Fate’s iPSC technology platform was honored as the Top Technology of 2009 by The Scientist and received the 2009 North American Technology Innovation Award from Frost & Sullivan. Under the terms of the agreement, which includes exclusive licenses to certain pioneering inventions of Rudolf Jaenisch, M.D., founding member of the Whitehead Institute for Biomedical Research and scientific founder of Fate Therapeutics, and of Sheng Ding, Ph.D., associate professor at The Scripps Research Institute and a scientific founder of Fate Therapeutics, Fate and BD will tap Fate’s award-winning platform of industrialized pluripotent stem cell technology. The collaboration includes a license to U.S. Patent No. 7,682,828 entitled “Methods for Reprogramming Somatic Cells”, which is believed to be the earliest art that describes broad methods and key agents to reprogram human somatic cells to a pluripotent state. Fate will receive an upfront payment, research funding, commercialization milestones and royalties on the sale by BD of co-developed products.
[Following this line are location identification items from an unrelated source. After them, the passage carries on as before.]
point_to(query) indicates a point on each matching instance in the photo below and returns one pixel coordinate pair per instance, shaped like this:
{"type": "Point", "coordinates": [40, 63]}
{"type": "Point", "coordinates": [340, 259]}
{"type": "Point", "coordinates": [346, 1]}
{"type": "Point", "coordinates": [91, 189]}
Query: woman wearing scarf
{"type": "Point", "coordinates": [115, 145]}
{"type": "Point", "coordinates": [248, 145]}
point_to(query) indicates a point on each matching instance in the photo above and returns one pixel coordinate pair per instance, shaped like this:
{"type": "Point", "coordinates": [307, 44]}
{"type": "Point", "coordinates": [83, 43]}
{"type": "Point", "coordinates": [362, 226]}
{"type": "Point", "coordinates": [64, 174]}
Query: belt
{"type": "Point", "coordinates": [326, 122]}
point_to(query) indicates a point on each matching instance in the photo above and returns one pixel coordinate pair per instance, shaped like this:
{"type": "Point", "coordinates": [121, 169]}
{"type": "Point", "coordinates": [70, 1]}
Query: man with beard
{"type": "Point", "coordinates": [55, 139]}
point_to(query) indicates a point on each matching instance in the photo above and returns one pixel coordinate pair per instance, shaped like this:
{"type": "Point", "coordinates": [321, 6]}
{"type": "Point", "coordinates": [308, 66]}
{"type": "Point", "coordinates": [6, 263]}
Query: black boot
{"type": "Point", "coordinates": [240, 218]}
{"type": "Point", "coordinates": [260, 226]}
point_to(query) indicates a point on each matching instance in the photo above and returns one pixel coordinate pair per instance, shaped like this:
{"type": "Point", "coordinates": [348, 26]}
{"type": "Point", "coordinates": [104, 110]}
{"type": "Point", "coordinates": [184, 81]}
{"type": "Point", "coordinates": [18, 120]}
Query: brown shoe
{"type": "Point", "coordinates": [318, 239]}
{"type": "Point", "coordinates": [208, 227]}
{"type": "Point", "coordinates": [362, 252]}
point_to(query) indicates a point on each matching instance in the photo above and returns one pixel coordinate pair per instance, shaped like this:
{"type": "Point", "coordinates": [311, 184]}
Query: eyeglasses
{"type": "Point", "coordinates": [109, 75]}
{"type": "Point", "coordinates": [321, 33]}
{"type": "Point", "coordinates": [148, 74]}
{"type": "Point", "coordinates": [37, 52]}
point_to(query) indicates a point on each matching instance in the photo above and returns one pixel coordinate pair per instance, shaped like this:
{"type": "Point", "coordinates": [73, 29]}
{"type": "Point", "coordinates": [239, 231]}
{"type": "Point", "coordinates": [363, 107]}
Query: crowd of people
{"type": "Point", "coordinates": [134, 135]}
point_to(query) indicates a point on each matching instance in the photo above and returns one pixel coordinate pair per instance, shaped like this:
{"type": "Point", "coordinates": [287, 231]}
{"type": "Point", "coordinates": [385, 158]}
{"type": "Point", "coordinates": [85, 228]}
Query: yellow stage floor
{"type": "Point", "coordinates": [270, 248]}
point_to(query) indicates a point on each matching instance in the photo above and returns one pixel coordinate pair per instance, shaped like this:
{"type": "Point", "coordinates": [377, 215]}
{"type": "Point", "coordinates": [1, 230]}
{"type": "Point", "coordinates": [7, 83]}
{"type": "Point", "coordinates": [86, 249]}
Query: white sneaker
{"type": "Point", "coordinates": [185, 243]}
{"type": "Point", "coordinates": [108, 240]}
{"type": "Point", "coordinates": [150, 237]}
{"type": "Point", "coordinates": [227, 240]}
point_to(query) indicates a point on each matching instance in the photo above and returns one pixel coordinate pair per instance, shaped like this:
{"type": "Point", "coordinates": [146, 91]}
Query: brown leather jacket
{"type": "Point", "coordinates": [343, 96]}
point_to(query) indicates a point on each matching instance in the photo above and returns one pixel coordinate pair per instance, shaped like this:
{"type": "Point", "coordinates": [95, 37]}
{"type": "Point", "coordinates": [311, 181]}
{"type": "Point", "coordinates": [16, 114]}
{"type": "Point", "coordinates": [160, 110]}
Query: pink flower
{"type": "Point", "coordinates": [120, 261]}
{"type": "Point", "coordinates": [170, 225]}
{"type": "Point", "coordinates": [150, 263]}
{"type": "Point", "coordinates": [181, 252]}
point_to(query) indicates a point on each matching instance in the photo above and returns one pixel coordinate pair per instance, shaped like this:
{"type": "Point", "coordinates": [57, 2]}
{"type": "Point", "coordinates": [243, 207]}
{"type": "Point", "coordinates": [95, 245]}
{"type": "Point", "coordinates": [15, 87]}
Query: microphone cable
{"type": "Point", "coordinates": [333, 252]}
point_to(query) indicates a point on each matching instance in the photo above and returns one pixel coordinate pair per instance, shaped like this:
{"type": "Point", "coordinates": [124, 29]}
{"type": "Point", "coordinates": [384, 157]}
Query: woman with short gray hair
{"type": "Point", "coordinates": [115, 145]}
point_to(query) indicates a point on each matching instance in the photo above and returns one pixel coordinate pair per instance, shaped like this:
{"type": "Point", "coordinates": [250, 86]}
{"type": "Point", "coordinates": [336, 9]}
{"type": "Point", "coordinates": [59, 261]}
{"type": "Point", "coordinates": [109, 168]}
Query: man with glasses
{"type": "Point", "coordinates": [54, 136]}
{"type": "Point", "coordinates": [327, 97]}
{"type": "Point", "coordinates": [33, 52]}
Fate and BD expect that the products developed under the collaboration will serve as powerful tools for discovering new medical treatments and bridging the gap between the laboratory and the clinic.


“Under our collaboration with BD, we will continue to invest in, and advance, our leadership position across the spectrum of applications for iPSC technology,” said Scott Wolchko, chief financial officer of Fate Therapeutics. “This partnership lends significant leverage and synergy to our therapeutic discovery platform as we deploy our iPSC technology to create large quantities of rare cell populations for the discovery of novel small molecules and biologics that can modulate the body’s own adult stem cells to treat disease and restore health.”

About iPSC Technology
iPSC technology is a revolutionary scientific breakthrough, representing a new way to create stem cells without relying on embryos. Because iPSCs can be created from any adult somatic cell (such as a skin cell) and have been shown to behave similarly to embryonic stem cells in their ability to differentiate into various cell types (such as cardiomyocytes, hepatocytes, neurons and pancreatic cells), iPSC technology has significant commercial and medical value. For example, iPSCs can be used to assess drug toxicity across diverse genetic backgrounds, enable the development of disease model systems for basic research and drug discovery and may ultimately result in personalized cell therapies. The discovery of how to create iPSCs represents one of the most promising and rapidly advancing technologies in medical research and drug discovery, and has great potential to create new and better medicines for patients in need.